When you make your living as a film critic, it tends to raise questions.
"How did you get that job?!" is a popular one.
"Do you get to see movies for free?" is another.
But without question, the most commonly asked question for any film critic is, "What's the best movie ever made?" I've been asked this question more times than I could possibly count, and it's a rare occasion indeed that someone will receive a film's title from me by way of an answer. The truth is, it's impossible to pick one film as 'the best movie ever made', primarily because choosing such a thing isn't a scientific process. If one answers this questions based solely on their opinion, their answer is informed almost entirely by the mood and disposition of that person in that moment. And-- as we all know-- things like 'mood' and 'disposition' can change from moment to moment.
And so, I might tell you that 'Casablanca' is the best film ever made if I'm feeling particularly romantic, but I'm just as likely to tell you that 'Pulp Fiction' is the greatest film ever made if I've recently watched Quentin Tarantino's 1994 masterpiece. If I've just seen a film with an unusually effective twist ending, I might be more inclined to place that film high atop my list of 'favorites'...but if I've rewatched that same movie and discovered that the ending is more of a cop-out than it initially seemed, I might tell you it's one of the worst (as would have been the case if you'd asked me about M. Night Shyamalan's 'The Village' on opening night...and then again six months later, after I'd seen the film a second time). It's been said that the movies we digest as a people are reflections of who we are during the period in which those films were made: the gritty exploitation films of the 70's reflect the end of the free-love era of the 60's, while the excessive violence in action and horror films of the 80's reflect the excesses (drugs, money, sex, and so on) of that same decade. It would also be fair to say that our 'favorite' movies-- or the ones we might each consider 'the best'-- are reflections of who we are as viewers.

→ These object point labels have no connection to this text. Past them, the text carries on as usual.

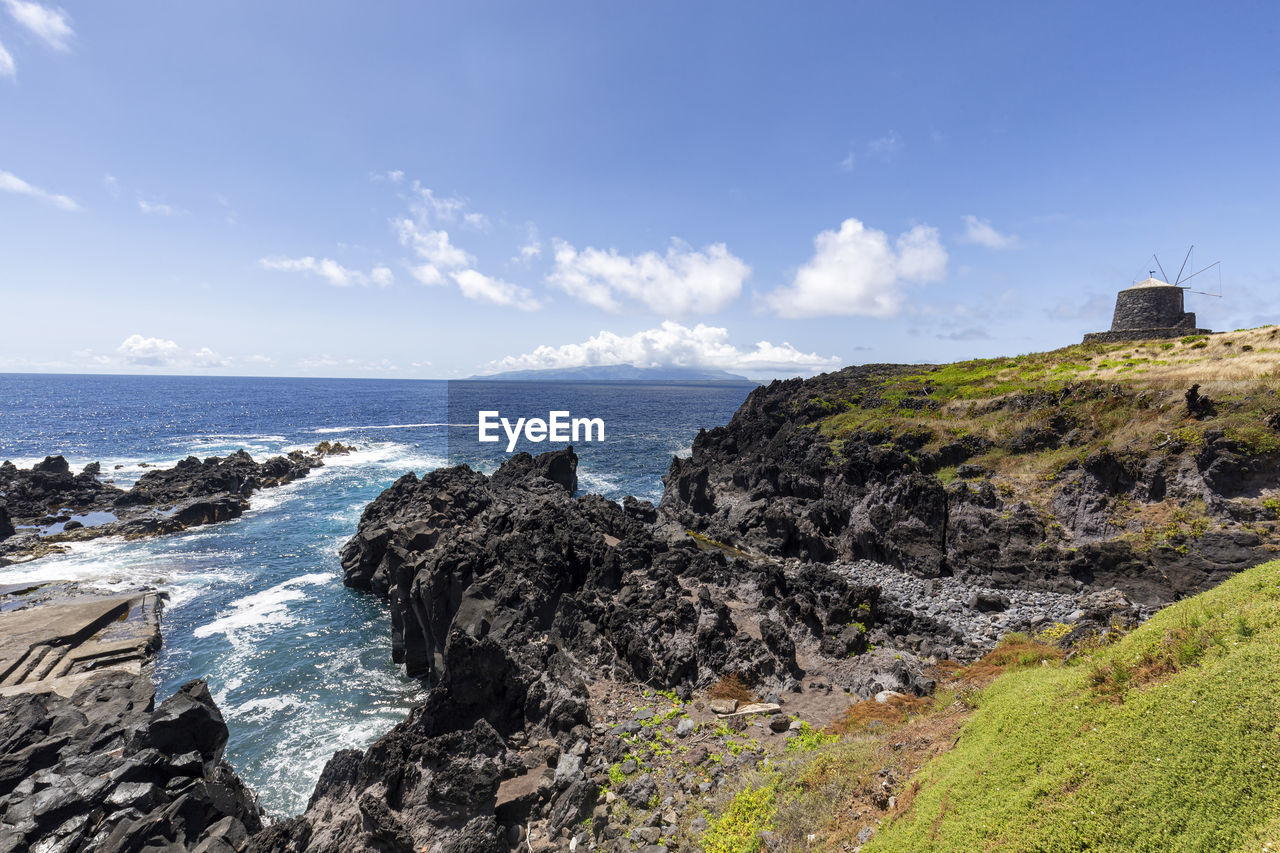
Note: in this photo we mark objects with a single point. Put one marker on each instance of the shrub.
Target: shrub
(739, 829)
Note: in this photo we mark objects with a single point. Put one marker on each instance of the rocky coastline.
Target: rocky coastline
(46, 506)
(88, 760)
(598, 671)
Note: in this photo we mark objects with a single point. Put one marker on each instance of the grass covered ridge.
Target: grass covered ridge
(1028, 420)
(1164, 740)
(1069, 758)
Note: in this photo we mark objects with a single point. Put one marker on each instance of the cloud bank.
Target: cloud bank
(856, 270)
(46, 23)
(10, 182)
(142, 351)
(677, 283)
(330, 270)
(670, 345)
(981, 233)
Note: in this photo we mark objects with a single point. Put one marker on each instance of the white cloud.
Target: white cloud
(434, 247)
(670, 345)
(206, 357)
(330, 270)
(483, 288)
(681, 282)
(442, 261)
(327, 361)
(856, 270)
(531, 249)
(149, 351)
(428, 206)
(885, 146)
(10, 182)
(8, 68)
(46, 23)
(158, 208)
(981, 233)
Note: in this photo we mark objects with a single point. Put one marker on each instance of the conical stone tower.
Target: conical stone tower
(1150, 309)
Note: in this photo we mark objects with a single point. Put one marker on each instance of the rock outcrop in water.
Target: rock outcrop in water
(516, 600)
(106, 770)
(87, 760)
(45, 500)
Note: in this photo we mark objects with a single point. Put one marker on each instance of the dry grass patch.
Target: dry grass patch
(896, 711)
(731, 687)
(1014, 652)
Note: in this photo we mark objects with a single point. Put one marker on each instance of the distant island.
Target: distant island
(613, 372)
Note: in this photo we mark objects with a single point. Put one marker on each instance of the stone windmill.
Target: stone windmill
(1153, 309)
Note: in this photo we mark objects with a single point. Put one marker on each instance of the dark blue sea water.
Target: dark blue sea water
(298, 664)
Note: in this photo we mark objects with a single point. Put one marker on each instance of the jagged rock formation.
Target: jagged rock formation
(773, 480)
(87, 761)
(512, 596)
(105, 770)
(48, 497)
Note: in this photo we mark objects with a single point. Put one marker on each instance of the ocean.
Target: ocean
(298, 664)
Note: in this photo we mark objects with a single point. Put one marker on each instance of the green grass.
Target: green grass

As such, whenever I'm asked what the 'best movie ever made' was or what my 'favorite movie' is, I have gotten in the habit of offering to list my top ten favorite movies. These films reflect both my interests as a viewer and a more well-rounded selection of recommendations for the person who's asked the question. I might add or subtract a film from that lineup every so often, but-- for the most part-- my top ten list rarely changes. It covers the spectrum, including films that are funny, frightening, romantic, silly, and even a few that the casual filmgoer might consider "weird".
If more film critics (and, why not: film geeks) adopted this practice when answering that age-old question, I think everyone would find themselves having a far more productive conversation about film. The only downside, of course, is that listing out ten films (rather than one) is somewhat time intensive. And so, whenever one is pressed for time and has this question gets put to them, I recommend that they do what I always do: just say 'Raiders of The Lost Ark', because everyone loves Indiana Jones.